When comparing our results with those obtained in previous works [7], presented an average of approximately 80% in Accuracy and 22% Support. It is important to mention that the author indicated that this last metric was an estimate. In [7] accuracy metric corresponded to our Positive predicted value metric, and Support metric corresponded to our Sensitivity metric. Although in [7], the OOS detection is performed directly with the retailer, having access to its transactional data information (point of sale data), considering for example, different categories or promotional products and market share of the product in the category to which it belongs. We observe that, in our work, the definition and inclusion of new predictor variables have contributed to obtaining a better tradeoff between the performance metrics of interest. In [11] they also used POS historical data obtained directly from the retailer and a Hidden Markov Model to detect OOS. The results reported in that work were Power of detection (63.48%) and False alarms (15.52%). The metric Power of detection corresponded to our Sensitivity metric, and (1 − False alarms) corresponded to our Positive predicted value metric. We observed that the performance metrics reported in both works were similar. In [11], the proposed model was implemented in the retailer, being able to obtain a significant volume of historical point of sale data. Dissimilar, our proposal addresses the manufacturer’s perspective. One of the most important challenges to overcome is that the manufacturer can only access a limited fraction of the retailer´s historical data. Therefore, the high detection power and low rate of false alarms obtained in our work are fundamentally due to the new predictive variables proposed through domain knowledge.

6. Conclusions

The OOS detection in the grocery retail sector has focused on what we categorize as the retailer perspective. In this work, we addressed this problem from a manufacturer’s perspective, contributing to advance in collaborative retailer–manufacturer information integration.
It is possible to use POS data obtained from the manufacturer’s information system, which is shared by the retailer, to detect the occurrence of OOS. It is also feasible to implement a machine learning based system in manufacturers, which allows them to prepare management reports for their store visitor’s staff, collaborating with the retailer’s staff to face the OOS problem.
Due to the complexity of this problem, it is important to incorporate new variables that allow us to make better predictions. For this, it is essential to know the case study, being a field expert.
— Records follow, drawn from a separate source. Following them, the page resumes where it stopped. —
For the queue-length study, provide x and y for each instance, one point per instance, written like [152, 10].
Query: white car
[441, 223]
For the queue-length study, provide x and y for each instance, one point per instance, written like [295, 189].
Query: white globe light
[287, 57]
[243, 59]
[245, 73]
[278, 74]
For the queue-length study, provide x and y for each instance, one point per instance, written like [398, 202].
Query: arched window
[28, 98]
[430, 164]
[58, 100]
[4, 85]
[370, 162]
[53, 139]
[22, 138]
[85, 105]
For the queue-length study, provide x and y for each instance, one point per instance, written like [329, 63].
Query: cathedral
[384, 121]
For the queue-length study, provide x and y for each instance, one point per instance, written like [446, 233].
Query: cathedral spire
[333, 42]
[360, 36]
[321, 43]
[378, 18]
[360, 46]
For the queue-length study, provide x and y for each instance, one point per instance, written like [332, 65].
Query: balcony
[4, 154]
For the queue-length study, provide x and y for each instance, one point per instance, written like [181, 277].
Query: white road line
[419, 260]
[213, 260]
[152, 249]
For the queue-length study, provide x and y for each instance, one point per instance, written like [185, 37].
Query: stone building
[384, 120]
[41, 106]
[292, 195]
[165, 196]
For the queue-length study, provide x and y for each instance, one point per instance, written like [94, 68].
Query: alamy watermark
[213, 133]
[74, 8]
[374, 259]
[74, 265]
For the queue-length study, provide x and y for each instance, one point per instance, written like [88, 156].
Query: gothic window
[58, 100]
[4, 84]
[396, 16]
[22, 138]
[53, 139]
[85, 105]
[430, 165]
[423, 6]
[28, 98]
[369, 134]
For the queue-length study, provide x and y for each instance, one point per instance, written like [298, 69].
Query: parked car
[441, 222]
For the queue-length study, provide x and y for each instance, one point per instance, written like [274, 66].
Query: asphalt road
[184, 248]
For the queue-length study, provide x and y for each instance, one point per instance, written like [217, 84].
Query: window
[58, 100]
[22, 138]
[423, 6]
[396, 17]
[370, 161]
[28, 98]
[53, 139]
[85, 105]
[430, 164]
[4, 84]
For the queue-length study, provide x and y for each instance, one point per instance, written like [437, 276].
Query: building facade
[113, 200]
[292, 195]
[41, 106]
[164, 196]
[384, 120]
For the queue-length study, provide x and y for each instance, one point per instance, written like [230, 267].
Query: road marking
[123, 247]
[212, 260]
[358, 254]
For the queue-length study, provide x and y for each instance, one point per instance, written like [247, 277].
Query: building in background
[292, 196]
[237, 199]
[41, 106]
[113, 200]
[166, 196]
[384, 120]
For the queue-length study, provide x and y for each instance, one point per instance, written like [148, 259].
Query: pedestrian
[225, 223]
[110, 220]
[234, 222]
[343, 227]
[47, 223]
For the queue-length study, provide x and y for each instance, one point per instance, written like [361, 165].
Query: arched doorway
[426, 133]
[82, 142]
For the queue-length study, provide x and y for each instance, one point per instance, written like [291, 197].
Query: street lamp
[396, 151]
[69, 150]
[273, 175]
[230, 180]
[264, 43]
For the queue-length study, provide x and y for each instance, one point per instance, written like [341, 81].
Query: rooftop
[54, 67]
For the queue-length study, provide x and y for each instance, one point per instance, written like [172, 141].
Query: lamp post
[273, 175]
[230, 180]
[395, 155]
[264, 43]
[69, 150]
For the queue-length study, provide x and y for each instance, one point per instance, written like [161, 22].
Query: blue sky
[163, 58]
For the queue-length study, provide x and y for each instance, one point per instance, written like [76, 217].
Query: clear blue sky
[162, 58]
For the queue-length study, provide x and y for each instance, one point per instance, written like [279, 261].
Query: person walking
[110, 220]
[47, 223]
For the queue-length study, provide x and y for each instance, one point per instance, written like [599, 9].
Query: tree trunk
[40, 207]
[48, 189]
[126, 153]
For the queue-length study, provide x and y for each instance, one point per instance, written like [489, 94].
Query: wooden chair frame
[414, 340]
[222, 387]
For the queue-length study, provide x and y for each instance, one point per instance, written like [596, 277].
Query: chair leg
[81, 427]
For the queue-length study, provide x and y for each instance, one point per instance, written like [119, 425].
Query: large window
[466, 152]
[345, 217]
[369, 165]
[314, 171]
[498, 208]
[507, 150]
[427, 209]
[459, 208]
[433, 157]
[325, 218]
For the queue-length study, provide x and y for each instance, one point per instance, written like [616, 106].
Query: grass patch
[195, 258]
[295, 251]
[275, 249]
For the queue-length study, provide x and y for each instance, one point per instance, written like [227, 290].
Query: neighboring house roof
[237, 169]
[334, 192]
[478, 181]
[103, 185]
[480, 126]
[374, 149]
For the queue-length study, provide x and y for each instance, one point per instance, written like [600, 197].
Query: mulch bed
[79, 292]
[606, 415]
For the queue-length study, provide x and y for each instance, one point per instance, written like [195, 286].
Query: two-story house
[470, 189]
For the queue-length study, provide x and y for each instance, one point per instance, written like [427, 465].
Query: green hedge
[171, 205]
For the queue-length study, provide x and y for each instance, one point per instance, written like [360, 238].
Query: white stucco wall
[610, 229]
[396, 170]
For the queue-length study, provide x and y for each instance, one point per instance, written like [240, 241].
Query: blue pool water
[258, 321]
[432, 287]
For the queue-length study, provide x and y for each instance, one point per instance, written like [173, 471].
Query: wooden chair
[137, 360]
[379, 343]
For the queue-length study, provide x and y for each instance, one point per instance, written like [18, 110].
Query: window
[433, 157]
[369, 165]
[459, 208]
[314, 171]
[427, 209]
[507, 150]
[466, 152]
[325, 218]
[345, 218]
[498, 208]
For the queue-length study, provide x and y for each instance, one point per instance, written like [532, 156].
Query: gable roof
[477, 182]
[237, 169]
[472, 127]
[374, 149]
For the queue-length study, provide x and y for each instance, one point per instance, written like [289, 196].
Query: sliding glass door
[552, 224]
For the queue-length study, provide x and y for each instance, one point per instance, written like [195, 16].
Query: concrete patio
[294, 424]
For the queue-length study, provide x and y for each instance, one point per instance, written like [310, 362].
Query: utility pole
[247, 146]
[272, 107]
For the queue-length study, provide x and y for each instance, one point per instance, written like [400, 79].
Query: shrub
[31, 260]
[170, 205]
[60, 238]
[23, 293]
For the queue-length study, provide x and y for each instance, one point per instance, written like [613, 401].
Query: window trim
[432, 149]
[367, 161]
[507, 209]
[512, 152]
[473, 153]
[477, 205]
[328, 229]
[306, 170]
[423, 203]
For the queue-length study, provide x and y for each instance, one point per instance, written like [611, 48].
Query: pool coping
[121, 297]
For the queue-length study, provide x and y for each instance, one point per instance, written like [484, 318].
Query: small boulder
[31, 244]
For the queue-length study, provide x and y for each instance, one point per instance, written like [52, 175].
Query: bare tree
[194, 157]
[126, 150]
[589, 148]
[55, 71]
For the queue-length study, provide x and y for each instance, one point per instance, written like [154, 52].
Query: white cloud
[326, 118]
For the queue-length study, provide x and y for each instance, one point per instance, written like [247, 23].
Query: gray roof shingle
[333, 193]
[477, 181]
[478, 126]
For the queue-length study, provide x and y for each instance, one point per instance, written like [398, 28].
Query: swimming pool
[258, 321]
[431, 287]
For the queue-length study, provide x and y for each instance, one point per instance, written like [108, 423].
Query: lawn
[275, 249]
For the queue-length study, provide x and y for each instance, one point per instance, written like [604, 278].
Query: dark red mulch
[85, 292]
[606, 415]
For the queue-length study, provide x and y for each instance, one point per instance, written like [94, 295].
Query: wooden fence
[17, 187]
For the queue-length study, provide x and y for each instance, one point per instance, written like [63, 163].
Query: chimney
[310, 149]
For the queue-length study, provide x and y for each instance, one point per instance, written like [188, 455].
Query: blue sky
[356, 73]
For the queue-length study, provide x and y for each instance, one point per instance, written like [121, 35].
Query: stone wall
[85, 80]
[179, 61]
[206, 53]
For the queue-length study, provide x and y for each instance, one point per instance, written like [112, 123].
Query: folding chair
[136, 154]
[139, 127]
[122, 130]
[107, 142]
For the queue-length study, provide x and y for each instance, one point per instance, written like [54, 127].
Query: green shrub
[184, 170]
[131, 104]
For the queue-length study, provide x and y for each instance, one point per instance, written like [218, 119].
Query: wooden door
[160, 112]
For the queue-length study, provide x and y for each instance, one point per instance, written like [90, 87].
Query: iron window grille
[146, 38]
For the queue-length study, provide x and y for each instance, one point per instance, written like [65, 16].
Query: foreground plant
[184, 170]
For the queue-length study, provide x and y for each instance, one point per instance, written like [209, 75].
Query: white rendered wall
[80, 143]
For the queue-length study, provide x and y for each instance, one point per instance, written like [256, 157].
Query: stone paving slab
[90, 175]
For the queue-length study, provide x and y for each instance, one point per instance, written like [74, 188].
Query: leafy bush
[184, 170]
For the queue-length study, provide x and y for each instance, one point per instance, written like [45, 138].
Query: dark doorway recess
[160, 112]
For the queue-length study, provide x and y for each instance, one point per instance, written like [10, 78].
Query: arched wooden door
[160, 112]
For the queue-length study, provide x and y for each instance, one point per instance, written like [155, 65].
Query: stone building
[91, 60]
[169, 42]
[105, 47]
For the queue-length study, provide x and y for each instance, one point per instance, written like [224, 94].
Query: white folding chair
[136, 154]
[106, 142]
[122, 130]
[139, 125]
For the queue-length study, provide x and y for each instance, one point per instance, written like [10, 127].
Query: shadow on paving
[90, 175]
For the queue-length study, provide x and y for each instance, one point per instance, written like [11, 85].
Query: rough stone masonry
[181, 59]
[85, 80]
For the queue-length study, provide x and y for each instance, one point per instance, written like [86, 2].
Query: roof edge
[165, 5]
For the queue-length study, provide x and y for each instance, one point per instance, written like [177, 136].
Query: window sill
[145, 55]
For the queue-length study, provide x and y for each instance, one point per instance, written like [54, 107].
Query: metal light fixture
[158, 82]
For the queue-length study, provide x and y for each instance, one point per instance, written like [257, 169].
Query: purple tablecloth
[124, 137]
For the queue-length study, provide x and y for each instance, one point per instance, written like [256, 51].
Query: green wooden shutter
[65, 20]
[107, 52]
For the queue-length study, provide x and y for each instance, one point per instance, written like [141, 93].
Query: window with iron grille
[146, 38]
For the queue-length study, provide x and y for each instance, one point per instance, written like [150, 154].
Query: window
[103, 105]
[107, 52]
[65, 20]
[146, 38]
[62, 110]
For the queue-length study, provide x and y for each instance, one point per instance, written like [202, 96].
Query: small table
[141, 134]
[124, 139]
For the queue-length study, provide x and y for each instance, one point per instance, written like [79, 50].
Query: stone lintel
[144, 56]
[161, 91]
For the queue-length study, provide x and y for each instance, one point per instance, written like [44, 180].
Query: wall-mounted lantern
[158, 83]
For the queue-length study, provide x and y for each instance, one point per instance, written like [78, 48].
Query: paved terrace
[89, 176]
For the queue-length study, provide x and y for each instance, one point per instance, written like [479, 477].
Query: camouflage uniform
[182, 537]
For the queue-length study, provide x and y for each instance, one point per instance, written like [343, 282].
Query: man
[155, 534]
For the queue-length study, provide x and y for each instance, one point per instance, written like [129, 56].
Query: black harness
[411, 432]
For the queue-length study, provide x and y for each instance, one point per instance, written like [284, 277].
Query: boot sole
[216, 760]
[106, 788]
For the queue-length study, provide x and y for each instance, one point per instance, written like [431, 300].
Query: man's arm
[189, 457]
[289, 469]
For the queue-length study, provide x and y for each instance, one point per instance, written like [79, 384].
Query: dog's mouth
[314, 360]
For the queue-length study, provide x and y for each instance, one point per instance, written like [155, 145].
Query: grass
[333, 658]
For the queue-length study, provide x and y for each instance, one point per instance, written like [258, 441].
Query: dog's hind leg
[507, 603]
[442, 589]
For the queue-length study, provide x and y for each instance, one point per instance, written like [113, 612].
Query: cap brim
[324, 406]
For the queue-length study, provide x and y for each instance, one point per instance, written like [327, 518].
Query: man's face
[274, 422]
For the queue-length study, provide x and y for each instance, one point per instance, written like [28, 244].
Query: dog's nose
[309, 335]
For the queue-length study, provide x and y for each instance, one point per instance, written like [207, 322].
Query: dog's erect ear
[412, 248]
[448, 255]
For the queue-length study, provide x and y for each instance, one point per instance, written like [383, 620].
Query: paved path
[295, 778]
To improve the classifier performance metrics, it is also necessary to consider the data imbalance, a typical problem in data obtained from real life. Increasing the scope of the problem, proposing new predictor variables and data balancing strategies or classifier ensembles, allowed us to develop a machine learning model that obtains an important percentage of precision (72%) and a significant amount of OOS (68%) in a real-world scenario (a Random Forest with balanced data). These results have an important impact on the retail operation. Prior to the implementation of this tool, to detect OOS, the manufacturer must allocate significant staff resources that audit the stores through a route plan, defined by the store size, location, and sales volume. Although OOS are a significant problem, these events represent 10% on average. Therefore, for the manufacturer, it is to be expected that a high number of visits do not detect OOS in a timely manner. After implementing our classification algorithm, the results obtained changed the way that the manufacturer manages its store visiting staff. It established visits to stores prioritizing the alerts reported by the classification algorithm, allowing it to increase the efficiency of its staff. According to the information provided by the manufacturer, after incorporating this tool into its operational management, the store visit staff double the scope of its store coverage (stores visited per week), being able to improve the on-shelf availability (+34%).
The next step for further research is implementing this model in other product categories, such as groceries, dairy, and others. Moreover, another interesting prospect of investigation is testing the model predictive performance considering a new role for the store audit team. In addition to reporting the on-shelf availability, they should correct the OOS events and potential errors in the information system. We also propose future research related to increasing the scope of the problem, incorporating new variables and operational processes. In this work, we have shown that new inventory predictor variables are relevant. A clear increase in scope is to incorporate differentiated inventory data between the shop floor and the backroom. This could contribute to improving the model predictive performance and identifying potential OOS root causes. Finally, it is important that, in real life scenarios, the models proposed could be implemented by the end user; in this case, the manufacturer. For this reason, the implementation of a single classifier, such as Random Forest, was easier to implement in the workflow of the manufacturer’s company. However, in the first part of our study, the Ensemble obtained the best performance; therefore, we propose as future research to perform studies with other strategies of Ensemble, to continue looking for performance improvements and overcome the challenge of unbalance real world data.

Author Contributions

Conceptualization, J.M.R.A., G.A.R. and M.G.; methodology, J.M.R.A., G.A.R. and M.G.; software, J.M.R.A.; validation, J.M.R.A., G.A.R. and M.G.; formal analysis, J.M.R.A., G.A.R. and M.G.; investigation, J.M.R.A., G.A.R. and M.G.; resources, J.M.R.A. and G.A.R.; data curation, J.M.R.A.; writing—original draft preparation, J.M.R.A.; writing—review and editing, J.M.R.A., G.A.R. and M.G.; visualization, J.M.R.A.; supervision, G.A.R. and M.G.; project administration, J.M.R.A.; funding acquisition, J.M.R.A. and G.A.R. All authors have read and agreed to the published version of the manuscript.

Funding

The authors were supported by CONICYT-Chile under grant CONICYT Doctoral scholarship (2015-21151606) (J.M.R.A.), ANID FONDECYT grant number 1180706 (G.A.R), ANID PIA/BASAL FB0002 (G.A.R.), and Centro de Modelamiento Matemático (CMM), FB210005, BASAL funds for centers of excellence from ANID-Chile (M.G.).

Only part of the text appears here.